I love the look of Elive (plus the fact that 'almost' everything worked out of the box for me). That said, it seems like I have far less control over the look and feel of my system compared to other e17-based distros (such as Open-Geu).
1) I guess Elive doesn't have shelves? That's too bad...I actually liked having that feature, and being able to separate things out around the edge of the screen more easily.
2) Gadgets are placed where the developers want them, not where 'I' want them. For instance, if I want to have the pager and windows list be part of the same container (not sure what the actual term is, since I'm new to e17). Plus, I feel like I have no control whatsoever about what icons are available to me (Entangle or something is supposed to give me control over that I guess, but I cannot get it to do anything for the life of me...)

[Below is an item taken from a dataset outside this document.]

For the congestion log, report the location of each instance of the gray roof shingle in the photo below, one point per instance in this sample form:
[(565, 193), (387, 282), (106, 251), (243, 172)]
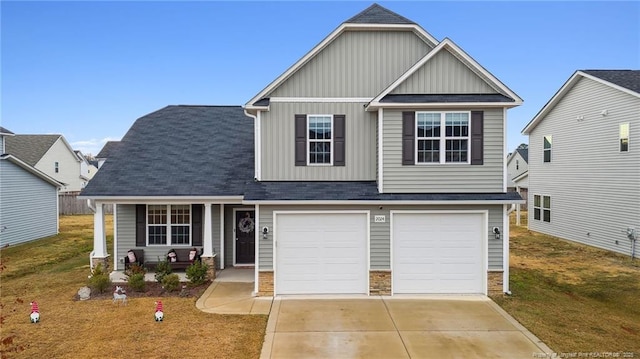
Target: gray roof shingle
[(181, 151), (629, 79), (376, 14), (29, 148)]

3) Lack of interesting gadgets. Really, I'm not concerned about my cpu usage or the temperature inside of my computer on a daily basis...but I would like a sound mixer, a weather gadget, and a way of managing my wireless all right there on the desktop. These are pretty much standard components, and there really isn't a good reason not to have them. I can understand the wireless problem, since e17 doesn't have a tasktray and can't use network-manager, but it shouldn't be overly difficult to write up a more concise front end to something like wicd and have a gadget for it. On a related note, wicd (or something similar) should be available by default. When you first install the OS, you cannot connect to WPA/WPA2 access points.
4) Sound is something that enlightenment, in general it seems, just plain sucks at. The first time I tried geubuntu, trying to change the sound level crashed enlightenment...with OZos, the mixer was upside down (moving the mixer bar down turned the sound up, and vice versa)...open-geu gave me no control whatsoever over sound (mixer/buttons, even when "properly configured" did not turn the sound down). Now, with Elive, my increase and decrease sound buttons work just fine, but my mute doesn't work at all. I looked through the key bindings, and found there was no mute in there by default at all...I'm going to look around to find the correct command to mute/unmute using the hotkey on my laptop, but still...very annoying. At the very least, a mixer should be available by default so I have at least some way of controlling it.
5) I may be old-school, but I really would rather have my left-click button on the desktop allow me to highlight items on the desktop. If I can't have that, I would at least like the ability to disable that really annoying menu. Yes, it gives me access to important functions, but I'd rather have a button on the ibar that gave me access to them. The right click access to favorites is nice, but the left click is just annoying. On a related note, I added the "start" gadget (I "enabled" it, but I guess it can only be loaded? For some reason, when I go back to the modules menu, it always just shows it as loaded, not enabled).
6) The terminal used by default is kinda annoying...I honestly have no clue how to configure it (I personally like a darker color for the transparency, and a scrollbar on the side for seeing old output). It is very difficult to use effectively if you do a lot of work at the command line (like me, since I write CLI programs for class).
All that said, this is a beautiful OS, and I do plan to continue using it. I just wanted to point out some things that I personally consider pretty obvious components to a user-friendly OS. In a nutshell, the following should be done in a future release (IMHO):
1)Make it extremely intuitive to modify the ibar. I shouldn't need to navigate menu after menu to find a way (which I still haven't) in order to add/remove programs from it. Right click-add/delete. Very simple, no fudging around with menus.
2) Basic user functionality (wireless manager, mixer, etc) should be available on the desktop by default (and at the very least AVAILABLE on the OS by default...I don't know about you guys, but I am not a fan of configuring WPA via command line).
3) Make the overall system more configurable. This ties back to my first point...make it easier to change the look and feel of the system...make it easier to create a personalized desktop to the way the USER wants it, not to the way the developers thing a desktop should look.
4) Get rid of some of the text-based menus. You have a beautiful Elpanel, and then you drill down to a configuration, and are presented with a list view of options...kinda ugly.